L'envahisseur le dote de villas et de garages, d'automobiles, de faux « mas » où l'on danse ; le
sauvage du nord morcelle, spécule, déboise, et c'est tant
pis, certes. Mais combien de ravisseurs se sont, au cours
des siècles, épris d'une telle captive ? Venus pour
concerter sa ruine, ils s'arrêtent tout à coup, et
l'écoutent respirer endormie. Puis, doucement, ils
ferment la grille et le palis, deviennent muets,
respectueux ; et soumis, Provence, à tes voeux, ils
rattachent ta couronne de vigne, replantent le pin, le
figuier, sèment le melon brodé, et ne veulent plus, belle,
que te servir et s'y complaire.
Les autres, fatalement, te délaisseront. Auparavant,
ils t'auront déshonorée. Mais tu n'en es pas à une horde
près. Ils te laisseront, ceux qui sont venus sur la foi
d'un casino, d'un hôtel ou d'une carte postale.
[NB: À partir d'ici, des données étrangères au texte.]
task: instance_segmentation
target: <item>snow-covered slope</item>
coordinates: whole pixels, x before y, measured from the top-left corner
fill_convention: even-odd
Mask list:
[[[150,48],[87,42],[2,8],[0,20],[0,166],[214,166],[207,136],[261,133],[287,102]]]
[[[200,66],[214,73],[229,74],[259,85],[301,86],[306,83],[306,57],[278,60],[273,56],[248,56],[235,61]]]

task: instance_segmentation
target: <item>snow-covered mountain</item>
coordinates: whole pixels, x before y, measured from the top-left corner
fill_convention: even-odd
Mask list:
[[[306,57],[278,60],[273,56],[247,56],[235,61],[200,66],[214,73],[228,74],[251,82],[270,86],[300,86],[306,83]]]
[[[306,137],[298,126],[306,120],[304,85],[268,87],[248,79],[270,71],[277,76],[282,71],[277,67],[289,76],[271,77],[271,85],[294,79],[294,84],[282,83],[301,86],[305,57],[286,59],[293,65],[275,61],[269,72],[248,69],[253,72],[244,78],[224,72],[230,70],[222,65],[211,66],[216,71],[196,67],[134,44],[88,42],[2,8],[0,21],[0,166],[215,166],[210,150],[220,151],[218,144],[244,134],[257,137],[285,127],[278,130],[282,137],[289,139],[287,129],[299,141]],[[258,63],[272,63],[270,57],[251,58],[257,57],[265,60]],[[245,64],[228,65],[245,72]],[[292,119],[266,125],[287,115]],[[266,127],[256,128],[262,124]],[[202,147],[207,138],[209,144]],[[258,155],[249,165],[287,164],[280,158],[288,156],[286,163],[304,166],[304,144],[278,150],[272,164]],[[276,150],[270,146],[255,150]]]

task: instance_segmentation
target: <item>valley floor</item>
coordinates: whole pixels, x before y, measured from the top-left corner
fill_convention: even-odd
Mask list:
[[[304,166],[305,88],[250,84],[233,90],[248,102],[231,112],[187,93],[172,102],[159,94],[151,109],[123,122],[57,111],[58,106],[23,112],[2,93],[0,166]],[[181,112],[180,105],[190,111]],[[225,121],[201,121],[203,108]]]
Ils
fuiront, brûlés, mordus par ton vent tout blanc de
poussière. Garde tes amants buveurs d'eau à la cruche,
buveurs du vin sec qui mûrit dans le sable ; garde ceux
qui versent l'huile religieusement, et qui détournent la
tête en passant devant les viandes mortes ; garde ceux
qui se lèvent matin et se bercent le soir, déjà couchés,
au petit halètement des bateaux de fête, sur le golfe -
garde-moi...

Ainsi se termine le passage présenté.